The company expects that its revenue for 2016 will be $79-82 million, an increase from its original guidance of $76-81 million.

"The productivity of our expanded team of clinical specialists continues to improve," said Joseph K. Belanoff, MD, Corcept’s Chief Executive Officer. "Because of their hard work, the number of patients with Cushing’s syndrome receiving Korlym grew again last quarter, as did the number of physicians prescribing the medication. We do not see a leveling off in this growth. Many endocrinologists have yet to prescribe Korlym and many patients who could benefit from the medication have yet to receive it."

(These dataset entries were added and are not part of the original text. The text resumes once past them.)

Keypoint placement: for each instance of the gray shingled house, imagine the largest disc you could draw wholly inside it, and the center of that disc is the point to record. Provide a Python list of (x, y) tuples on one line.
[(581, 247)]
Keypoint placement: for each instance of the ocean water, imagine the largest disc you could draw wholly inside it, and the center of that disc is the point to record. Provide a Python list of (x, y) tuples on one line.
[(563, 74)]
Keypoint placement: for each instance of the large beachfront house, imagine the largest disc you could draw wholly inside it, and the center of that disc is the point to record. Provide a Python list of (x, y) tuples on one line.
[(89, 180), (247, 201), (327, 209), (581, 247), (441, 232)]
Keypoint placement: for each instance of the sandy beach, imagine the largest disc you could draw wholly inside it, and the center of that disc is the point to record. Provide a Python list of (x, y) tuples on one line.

"The success of our Korlym franchise is allowing us to build a development program of exciting breadth and depth," said Robert S. Fishman, MD, Corcept’s Chief Medical Officer. "Our proprietary, selective cortisol modulator CORT125134 – now in its Phase 2 trial – may offer Cushing’s syndrome patients Korlym’s powerful benefits, but without the side effects associated with Korlym’s affinity for the progesterone receptor. We look forward to those results next year.

"Our oncology program continues to progress," added Dr. Fishman. "We are enrolling patients in our Phase 1/2 open-label trial of CORT125134 as a treatment for solid-tumor cancers. Korlym’s efficacy is being investigated as a treatment for patients with triple-negative breast cancer and castration-resistant prostate cancer. Stacie Shepherd, MD, PhD, a senior oncology development executive from Abbvie, joined us last quarter to lead the program.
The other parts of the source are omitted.